I found his proposition interesting.
So… it is because they are Muslim that they are so welcoming to strangers?
Yes. They must do what the Koran teaches them. It is part of who they are.
Don’t Christians believe this too?
Yes, but Christians leave it at the door when they go out of the church.
From the mouths of babes, I thought, not that the taxi driver was a baby. I was not expecting a Rwandan to necessarily want to characterize his own people, and their religions, as less observant of their spiritual traditions than others. But I have been surprised at the frank and insightful wisdom of taxi drivers on many occasions in the past. People underestimate cab drivers, I think. I have yet to meet one anywhere from whom I did not learn something if we engaged in a conversation while I was being taken to my destination.
He was right of course, my taxi driver, not necessarily about why Muslims are more welcoming of strangers than Christians, but about the fact that how we think and, perhaps what we think about on a regular basis, informs our actions in and our feelings about the world.
With our thoughts we make the world (Dhammapada). A spiritual system of beliefs that teaches that only some of us are worthy of God’s love, such as Christianity, creates in the psychi a sense of separation and superiority over those who do not share our beliefs. One that teaches that we are all the same in God’s eyes does not. This aspect of these two spiritual traditions also account for one of the key distinctions between Islamic and Christian colonial systems which, in turn, explains how the WaSwahili people ever came to exist in the first place: Arab traders lived in and among those whom they conquered, as owners, as husbands, and as fathers. European colonialists did not choose to marry and bear children with the people whom they oppressed; they only chose to use them for their own purposes.
As I begin my stay in a year in a country which was never colonialized, whose spirituality is predominantly Hindu, one of the religions of the world that acknowledges, serves, and celebrates the myriad of unseen deities who protect and challenge us on a daily basis, I wonder how a people whose indigenous beliefs have never been trampled, never been cast aside as unworthy, will respond to newcomers in their country.
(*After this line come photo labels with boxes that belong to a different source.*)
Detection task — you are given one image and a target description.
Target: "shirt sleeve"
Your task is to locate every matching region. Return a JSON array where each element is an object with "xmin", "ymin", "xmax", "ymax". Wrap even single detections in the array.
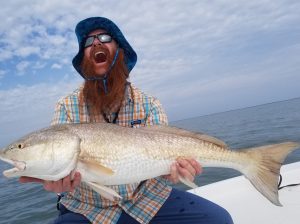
[
  {"xmin": 51, "ymin": 101, "xmax": 71, "ymax": 125},
  {"xmin": 146, "ymin": 98, "xmax": 168, "ymax": 125}
]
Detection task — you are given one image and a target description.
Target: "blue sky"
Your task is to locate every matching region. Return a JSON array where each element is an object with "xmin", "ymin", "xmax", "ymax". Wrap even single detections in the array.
[{"xmin": 0, "ymin": 0, "xmax": 300, "ymax": 145}]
Whatever their response will be, I know that we will not be alone in our encounters. In fact, if all the Hindu gods and goddesses, if they do their jobs as they should, they are going to keep us pretty busy.
For those readers who are unfamiliar with the gods and goddesses that surround us, let me introduce at least the triumvirate who is responsible for the creation, upkeep, and destruction of the world, since it is they who are going to be keeping a close eye on what I do while I am in this land for whose well-being they are responsible.
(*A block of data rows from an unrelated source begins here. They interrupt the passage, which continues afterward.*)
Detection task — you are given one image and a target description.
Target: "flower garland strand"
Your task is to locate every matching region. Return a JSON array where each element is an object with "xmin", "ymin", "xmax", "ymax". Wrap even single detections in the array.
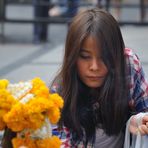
[{"xmin": 0, "ymin": 78, "xmax": 63, "ymax": 148}]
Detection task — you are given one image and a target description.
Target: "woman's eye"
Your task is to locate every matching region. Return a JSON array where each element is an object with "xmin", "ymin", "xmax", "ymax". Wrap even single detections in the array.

Brahma is the greatest one of all, creator of the universe. It is said that he has four heads, presumably so he can keep an eye of what is going north, south, east, and west simultaneously, and four arms, again perhaps so he can manage his creative efforts in all four directions.
Vishnu, the preserver whose power knows no limits. He is considered the origin of all that is present and his role is to protect humans and restore order to the world.
And my all time favorite, along with Hanuman, the monkey god who symbolizes the human excellences of self-restraint, faith and service, and Ganesh, the elephant god of wisdom and learning, who removes obstacles, is the infamous Shiva, the destroyer. Shiva is responsible for transforming the universe and those of us who inhabit it. It is he who protects us when we need to change; it is he who helps us create ourselves anew.
I hope that Ganesh will bless my work here at Tribhuvan university, and that Shiva will help me changes as I will need to change to better serve the people with whom I will be working here at the top of the world.